Both the invasion narrative and the character narrative just kind of slops out at the end
like this alien out of a tripod.
But moreover, especially for American-made films, "revenge" is often a key element
- we want revenge against the invaders, and War of the Worlds '05 doesn't deliver,
it just kind of peters out, as does the narrative about Ray and his family.
Both the invasion narrative and the character narrative just kind of slops out at the end
like a dying alien out of a tripod.
American audiences in 2005, jacked up on war on terror propaganda and seeking narratives
that provide a sense of "revenge", were left cold by this film upon release.
In the fourteen years since, feelings have softened on it to the point of a sort of cultural
amnesia of how much people hated it at the time - but a more positive reevaluation is
deserved in my opinion - except, of course, the resolution.
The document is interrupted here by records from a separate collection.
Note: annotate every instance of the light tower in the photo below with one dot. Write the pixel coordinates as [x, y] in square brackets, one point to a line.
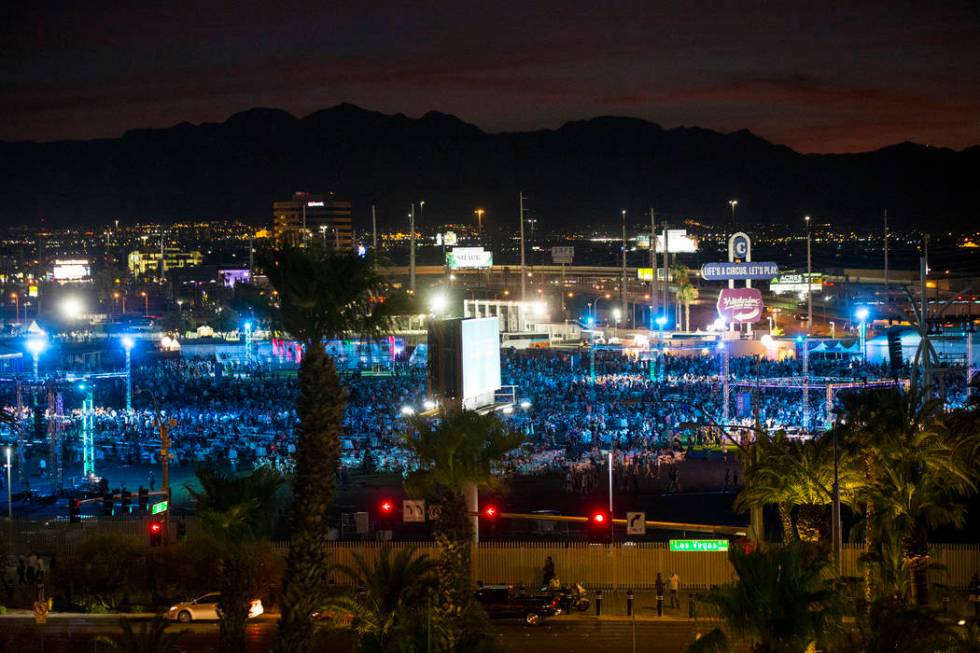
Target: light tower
[127, 343]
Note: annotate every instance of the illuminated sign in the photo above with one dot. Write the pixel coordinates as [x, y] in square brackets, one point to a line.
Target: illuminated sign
[740, 305]
[725, 271]
[796, 283]
[699, 545]
[71, 270]
[469, 258]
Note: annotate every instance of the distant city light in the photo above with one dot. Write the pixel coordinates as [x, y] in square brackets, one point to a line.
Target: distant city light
[71, 308]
Nowadays, invasion narratives tend to be secondary to the main conflicts, like Avengers, Transformers
or even Man of Steel - the "invasion" only happens in the third act, and ALL of
these involve superpowered beings or giant anthropomorphic robots protecting earth.
Moreover, the villains in these films are not like "locusts", they are not intellects
vast and cool and unsympathetic, they are, in effect, human - their motivations are clear
and completely understandable to the audience.
The more straightforward alien invasion, as seen in Edge of Tomorrow, tend to be commercial
failures - Edge of tomorrow flopped so hard its blu ray release saw a retitle into its
tagline.
It's not that the alien invasion motif is gone - but it's nothing like war of the
worlds or independence day.
Now audiences want a twist, and the ones you do see tend to be low budget suspense thrillers
that have more in common with the horror genre and character studies than action scifi, like
A Quiet Place and 10 Cloverfield Lane.
We are not interested in villains we can't understand anymore - we have culturally stared
down an event that we were unprepared and incapable of adequately resolving, in part
because comprehending it would mean facing our own societal evil.
So an incomprehensible villain - mass audiences just don't want it.